Let's start with rows. In our table, a row is simply a NamedTuple, which, as we saw earlier, is easy to access. Let's simply refer to the row index.

In [ ]:
t[1]
Out[0]:
(name = "Alice", age = 25)

Multiple rows can be indexed similarly to standard arrays.

In [ ]:
t[2:3]
Out[0]:
Table with 2 columns and 2 rows:
     name     age
   ┌─────────────
 1 │ Bob      42
 2 │ Charlie  37

We can also get table dimensions using standard Engee functions. It is important to note that the number of columns is not displayed when calling size.

In [ ]:
length(t)
Out[0]:
3
In [ ]:
size(t)
Out[0]:
(3,)

Columns can be accessed by calling the column name.

In [ ]:
t.name
Out[0]:
3-element Vector{String}:
 "Alice"
 "Bob"
 "Charlie"

The easiest way to retrieve more than one column is to create a new table from the columns (as in table2 = Table(column1 = table1.column1, column2 = table1.column2, ...)).

Columns can be accessed directly as NamedTuple arrays using the columns function.

In [ ]:
columns(t)
Out[0]:
(name = ["Alice", "Bob", "Charlie"], age = [25, 42, 37])

In addition, we can access the function to get column names.

In [ ]:
columnnames(t)
Out[0]:
(:name, :age)

From all of the above, let's highlight two equivalent ways of obtaining a data cell.

In [ ]:
t[1].name
Out[0]:
"Alice"
In [ ]:
t.name[1]
Out[0]:
"Alice"

Comparison of TypedTables and DataFrame.

For those who have experience using the DataFrames.jl package, this comparison may be useful:

  1. The columns stored in a Table are immutable: you cannot add, delete or rename columns. However, it is very easy to create a new table with different columns, which encourages a functional programming style for working with external data structure. (See also FlexTable, a more flexible alternative).
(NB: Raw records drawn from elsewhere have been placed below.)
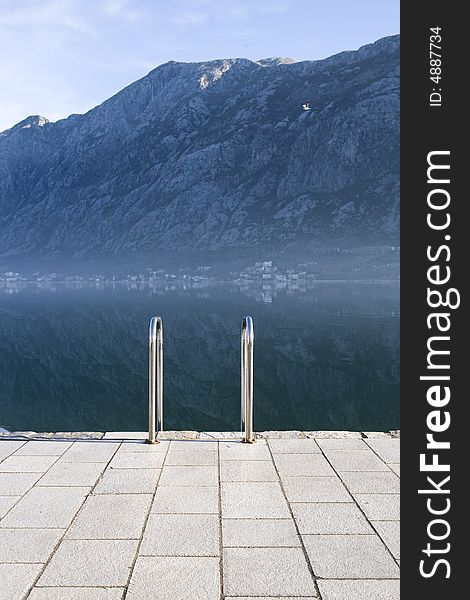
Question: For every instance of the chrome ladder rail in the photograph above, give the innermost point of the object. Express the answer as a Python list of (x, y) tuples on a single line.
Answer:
[(155, 378), (247, 345)]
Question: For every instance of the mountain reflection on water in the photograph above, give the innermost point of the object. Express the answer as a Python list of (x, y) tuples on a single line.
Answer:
[(76, 359)]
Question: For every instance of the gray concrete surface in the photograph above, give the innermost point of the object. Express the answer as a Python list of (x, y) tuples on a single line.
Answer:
[(199, 516)]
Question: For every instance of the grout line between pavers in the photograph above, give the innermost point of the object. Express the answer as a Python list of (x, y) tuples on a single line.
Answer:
[(56, 547), (301, 541), (359, 507), (131, 570)]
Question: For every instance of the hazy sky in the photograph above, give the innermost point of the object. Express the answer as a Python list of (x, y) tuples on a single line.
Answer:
[(59, 57)]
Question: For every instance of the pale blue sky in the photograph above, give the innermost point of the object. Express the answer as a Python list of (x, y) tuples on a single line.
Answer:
[(59, 57)]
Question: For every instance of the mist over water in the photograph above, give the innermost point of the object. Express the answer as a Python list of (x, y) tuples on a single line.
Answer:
[(76, 359)]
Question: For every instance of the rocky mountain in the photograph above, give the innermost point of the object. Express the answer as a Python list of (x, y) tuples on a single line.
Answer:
[(218, 156)]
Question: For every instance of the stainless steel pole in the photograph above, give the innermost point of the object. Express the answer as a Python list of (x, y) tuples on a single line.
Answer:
[(155, 378), (247, 346)]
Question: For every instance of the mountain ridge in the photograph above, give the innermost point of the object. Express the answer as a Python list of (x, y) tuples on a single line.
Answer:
[(211, 156)]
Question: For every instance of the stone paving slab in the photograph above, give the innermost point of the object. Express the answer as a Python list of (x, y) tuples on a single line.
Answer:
[(79, 593), (28, 545), (186, 500), (128, 481), (17, 484), (177, 578), (350, 557), (46, 507), (181, 535), (247, 470), (259, 533), (93, 563), (106, 516), (27, 464), (387, 449), (6, 503), (360, 590), (303, 465), (255, 500), (8, 447), (17, 579), (379, 507), (50, 448), (330, 518), (304, 515), (267, 572), (63, 474)]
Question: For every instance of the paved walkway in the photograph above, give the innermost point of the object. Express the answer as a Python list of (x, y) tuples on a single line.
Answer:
[(201, 519)]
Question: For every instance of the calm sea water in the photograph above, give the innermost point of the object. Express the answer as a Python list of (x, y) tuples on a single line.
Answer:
[(76, 359)]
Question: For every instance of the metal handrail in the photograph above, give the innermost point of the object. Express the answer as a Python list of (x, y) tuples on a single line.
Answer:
[(155, 378), (247, 344)]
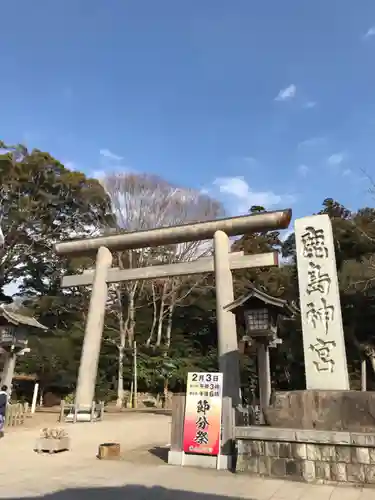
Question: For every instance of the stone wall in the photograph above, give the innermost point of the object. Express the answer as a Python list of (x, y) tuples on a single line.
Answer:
[(306, 455)]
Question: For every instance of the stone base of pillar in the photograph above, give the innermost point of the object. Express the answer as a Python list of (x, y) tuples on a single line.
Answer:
[(83, 414), (222, 462)]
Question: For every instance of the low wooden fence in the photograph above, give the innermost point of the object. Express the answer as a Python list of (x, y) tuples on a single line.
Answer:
[(16, 414)]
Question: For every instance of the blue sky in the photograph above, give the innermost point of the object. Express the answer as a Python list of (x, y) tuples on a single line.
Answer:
[(257, 102)]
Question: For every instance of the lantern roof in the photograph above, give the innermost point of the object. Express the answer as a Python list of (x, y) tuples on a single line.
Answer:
[(247, 300), (19, 319)]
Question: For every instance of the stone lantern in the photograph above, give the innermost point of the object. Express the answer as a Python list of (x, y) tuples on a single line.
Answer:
[(260, 314), (14, 328)]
By comparison, this is a similar approach for IndexedTables and JuliaDB, whereas DataFrames uses an untyped column vector.

  2. The columns themselves can be modifiable. You can modify data in one or more columns, as well as add or remove rows. Thus, operations on the data (rather than the data structure) can take an imperative form if desired.

3.The column types are known to the compiler, which makes direct operations such as searching Table rows very fast. The programmer is free to write a combination of low-level for loops, use operations such as map, filter, reduce, or use a high-level query interface such as Query.jl - all with the high performance one would expect from a statically compiled group language. .innerjoin

  1. Conversely, the Julia compiler spends effort keeping track of the names and types of all the columns in a table. If you have a very large number of columns (many hundreds), Table is probably not a suitable data structure (a column vector with dynamic size and DataFrame typing is better here).

  2. Tables can be an array of any dimensionality.

  3. Unlike DataFrame, you cannot access a single cell in a single getindex call (you must first retrieve a column and index a cell from that column). Similarly, the number of columns is not involved in size or .lengthTable.

Conclusion

You can check which is more suitable for your task - the statically compiled Table or the dynamic DataFrames approach - as follows. See if the written code tends to refer to columns by name or if column names are more dynamic (and, for example, require iteration across columns).